Il faisait à l'orchestre des signes désespérés, pour qu'on ne continuât pas sans lui... Enfin! sorti du tunnel!... Le silence revenait. Il entendit, de nouveau.

—Est-ce beau! Est-ce beau! Encore! Hardi, mes gars... Mais de qui cela peut-il être?... Vous dites? Vous dites que cette musique est de Jean-Christophe Krafft? Allons donc! Quelle sottise! Je l'ai connu, peut-être! Jamais il n'eût été capable d'en écrire dix mesures... Qui est-ce qui tousse encore? Ne faites pas de bruit! Quel est cet accord-là?... Et cet autre?... Pas si vite!
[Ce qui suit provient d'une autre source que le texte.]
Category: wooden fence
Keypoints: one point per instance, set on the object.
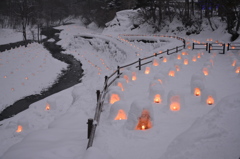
(92, 123)
(216, 46)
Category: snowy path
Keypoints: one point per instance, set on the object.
(113, 137)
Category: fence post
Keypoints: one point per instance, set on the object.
(139, 63)
(105, 83)
(118, 70)
(90, 123)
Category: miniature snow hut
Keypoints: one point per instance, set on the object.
(208, 97)
(114, 94)
(140, 115)
(118, 111)
(156, 93)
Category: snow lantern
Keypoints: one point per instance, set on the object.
(19, 128)
(205, 71)
(126, 75)
(147, 70)
(160, 78)
(121, 83)
(156, 93)
(197, 87)
(185, 61)
(51, 104)
(134, 76)
(208, 97)
(164, 59)
(144, 121)
(114, 94)
(118, 111)
(155, 62)
(175, 101)
(194, 58)
(140, 116)
(184, 53)
(121, 115)
(199, 55)
(171, 72)
(179, 57)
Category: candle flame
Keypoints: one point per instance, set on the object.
(19, 129)
(210, 100)
(197, 92)
(147, 70)
(47, 107)
(171, 73)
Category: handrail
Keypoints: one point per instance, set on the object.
(101, 95)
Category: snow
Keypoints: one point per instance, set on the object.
(26, 71)
(197, 130)
(9, 36)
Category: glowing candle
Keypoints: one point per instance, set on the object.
(19, 129)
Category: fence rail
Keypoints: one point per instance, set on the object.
(233, 46)
(216, 46)
(92, 123)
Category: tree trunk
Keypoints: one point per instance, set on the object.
(24, 31)
(187, 8)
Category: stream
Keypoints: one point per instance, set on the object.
(67, 78)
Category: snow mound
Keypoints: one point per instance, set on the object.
(214, 136)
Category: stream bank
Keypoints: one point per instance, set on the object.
(66, 79)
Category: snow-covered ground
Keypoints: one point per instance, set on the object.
(10, 36)
(26, 71)
(197, 130)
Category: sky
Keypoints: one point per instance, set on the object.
(55, 127)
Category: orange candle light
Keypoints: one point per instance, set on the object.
(19, 129)
(114, 98)
(210, 100)
(197, 92)
(147, 70)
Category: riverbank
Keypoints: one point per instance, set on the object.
(68, 78)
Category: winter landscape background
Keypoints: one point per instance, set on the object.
(55, 127)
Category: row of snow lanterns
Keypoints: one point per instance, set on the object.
(156, 94)
(24, 124)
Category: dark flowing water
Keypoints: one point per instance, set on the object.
(68, 78)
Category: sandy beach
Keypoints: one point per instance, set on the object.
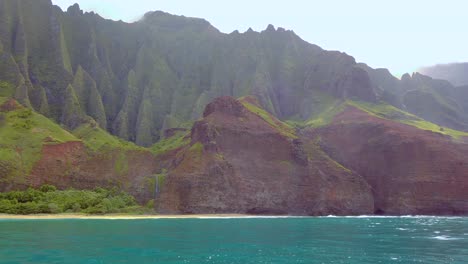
(121, 217)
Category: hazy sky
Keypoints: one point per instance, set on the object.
(401, 35)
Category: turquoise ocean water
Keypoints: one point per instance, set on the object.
(252, 240)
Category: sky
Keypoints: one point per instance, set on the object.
(401, 35)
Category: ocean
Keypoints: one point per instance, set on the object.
(237, 240)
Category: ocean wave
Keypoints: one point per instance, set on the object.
(446, 238)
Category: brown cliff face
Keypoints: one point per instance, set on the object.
(411, 171)
(71, 165)
(238, 162)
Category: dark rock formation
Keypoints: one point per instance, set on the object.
(238, 163)
(410, 171)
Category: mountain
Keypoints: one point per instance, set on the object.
(456, 73)
(192, 120)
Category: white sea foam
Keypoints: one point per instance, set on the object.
(445, 238)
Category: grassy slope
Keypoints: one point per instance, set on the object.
(165, 145)
(96, 139)
(283, 128)
(390, 112)
(22, 134)
(381, 110)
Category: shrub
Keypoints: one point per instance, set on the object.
(48, 188)
(50, 200)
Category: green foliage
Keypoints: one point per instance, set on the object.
(180, 139)
(97, 139)
(283, 128)
(21, 138)
(386, 111)
(6, 88)
(197, 149)
(49, 200)
(326, 116)
(121, 164)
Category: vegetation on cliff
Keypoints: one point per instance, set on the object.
(48, 200)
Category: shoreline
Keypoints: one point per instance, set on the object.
(73, 216)
(118, 216)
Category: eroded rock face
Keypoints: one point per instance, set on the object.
(411, 171)
(239, 163)
(71, 165)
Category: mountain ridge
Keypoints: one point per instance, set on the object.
(208, 122)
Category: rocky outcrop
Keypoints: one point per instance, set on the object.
(410, 171)
(239, 163)
(71, 165)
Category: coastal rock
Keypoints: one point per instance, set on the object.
(410, 170)
(238, 162)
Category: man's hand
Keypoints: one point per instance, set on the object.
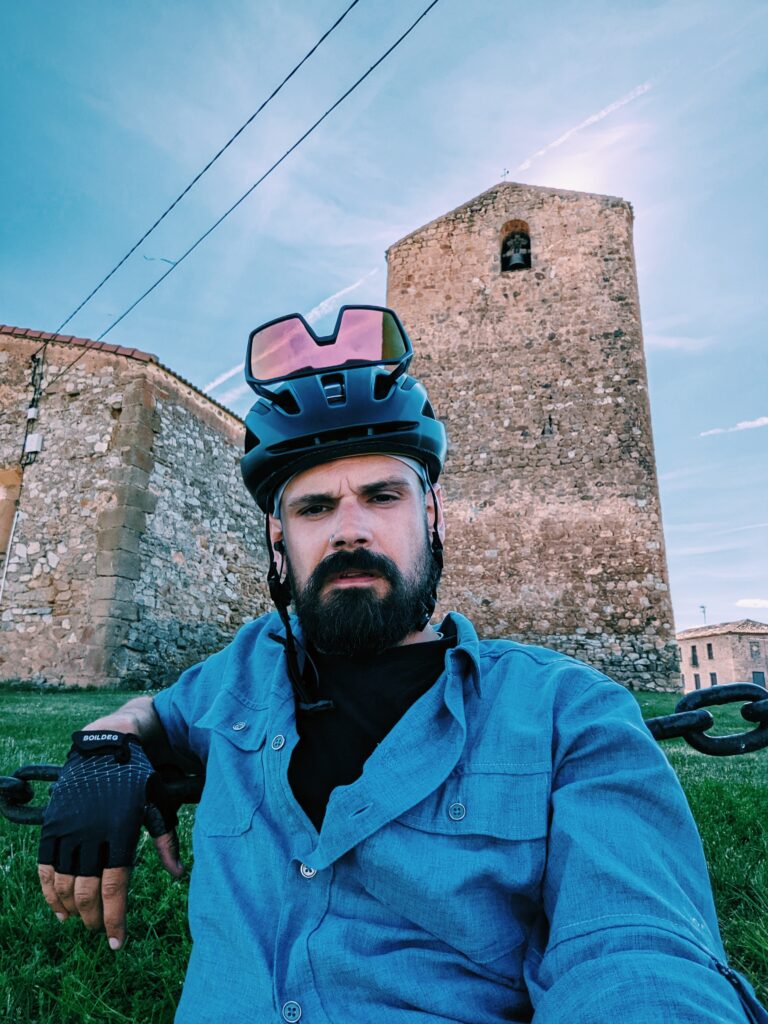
(107, 790)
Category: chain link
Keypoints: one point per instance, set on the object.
(690, 721)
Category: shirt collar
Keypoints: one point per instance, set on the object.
(467, 648)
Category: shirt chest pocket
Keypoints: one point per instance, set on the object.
(235, 773)
(466, 863)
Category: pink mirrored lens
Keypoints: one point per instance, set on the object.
(287, 347)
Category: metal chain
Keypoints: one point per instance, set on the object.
(690, 721)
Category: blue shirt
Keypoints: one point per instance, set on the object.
(516, 845)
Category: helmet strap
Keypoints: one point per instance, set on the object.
(306, 692)
(430, 603)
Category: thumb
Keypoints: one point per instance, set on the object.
(167, 847)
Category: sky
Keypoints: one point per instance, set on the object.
(110, 110)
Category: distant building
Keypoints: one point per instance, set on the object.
(730, 652)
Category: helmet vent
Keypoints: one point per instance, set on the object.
(347, 435)
(382, 386)
(334, 389)
(287, 401)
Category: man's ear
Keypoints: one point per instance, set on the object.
(437, 491)
(275, 536)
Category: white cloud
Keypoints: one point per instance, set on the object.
(593, 119)
(679, 342)
(762, 421)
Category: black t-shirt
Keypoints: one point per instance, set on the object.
(371, 695)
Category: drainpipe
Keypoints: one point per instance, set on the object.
(7, 554)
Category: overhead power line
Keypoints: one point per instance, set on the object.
(253, 187)
(208, 166)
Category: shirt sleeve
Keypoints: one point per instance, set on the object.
(183, 704)
(633, 934)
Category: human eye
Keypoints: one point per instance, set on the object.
(385, 498)
(313, 510)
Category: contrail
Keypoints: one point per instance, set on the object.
(327, 305)
(762, 421)
(312, 316)
(591, 120)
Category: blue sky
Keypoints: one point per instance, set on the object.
(109, 111)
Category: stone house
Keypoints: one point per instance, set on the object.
(137, 550)
(729, 652)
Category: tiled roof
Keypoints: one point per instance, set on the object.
(131, 353)
(743, 626)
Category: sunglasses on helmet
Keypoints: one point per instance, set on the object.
(288, 347)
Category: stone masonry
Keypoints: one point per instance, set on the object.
(137, 551)
(553, 513)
Attendez!...

Christophe poussait des cris inarticulés; sa main, sur le drap qu'elle serrait, faisait le geste d'écrire; et son cerveau épuisé, machinalement continuait à chercher de quels éléments étaient faits ces accords et ce qu'ils annonçaient. Il n'y parvenait point: l'émotion faisait lâcher prise. Il recommençait... Ah! cette fois, c'était trop...

—Arrêtez, arrêtez, je n'en puis plus...

Sa volonté se desserra tout à fait. De douceur, Christophe ferma les yeux. Des larmes de bonheur coulaient de ses paupières closes. La petite fille qui le gardait, sans qu'il s'en aperçût, pieusement les essuya. Il ne sentait plus rien de ce qui se passait ici-bas. L'orchestre s'était tu, le laissant sur une harmonie vertigineuse, dont l'énigme n'était pas résolue. Le cerveau, obstiné, répétait:

—Mais quel est cet accord? Comment sortir de là? Je voudrais pourtant bien trouver l'issue, avant la fin...

Des voix s'élevaient maintenant. Une voix passionnée. Les yeux tragiques d'Anna... Mais dans le même instant, ce n'était plus Anna. Ces yeux pleins de bonté...

—Grazia, est-ce toi?... Qui de vous? Qui de vous? Je ne vous vois plus bien... Pourquoi donc le soleil est-il si long à venir?

Trois cloches tranquilles sonnèrent. Les moineaux, à la fenêtre, pépiaient pour lui rappeler l'heure où il leur donnait les miettes du déjeuner... Christophe revit en rêve sa petite chambre d'enfant... Les cloches, voici l'aube! Les belles ondes sonores coulent dans l'air léger. Elles viennent de très loin, des villages là-bas... Le grondement du fleuve monte derrière la maison... Christophe se retrouve accoudé, à la fenêtre de l'escalier. Toute sa vie coulait sous ses yeux, comme le Rhin. Toute sa vie, toutes ses vies, Louisa, Gottfried, Olivier, Sabine...

—Mère, amantes, amis... Comment est-ce qu'ils se nomment?... Amour, où êtes-vous? Où êtes-vous, mes âmes? Je sais que vous êtes là, et je ne puis vous saisir.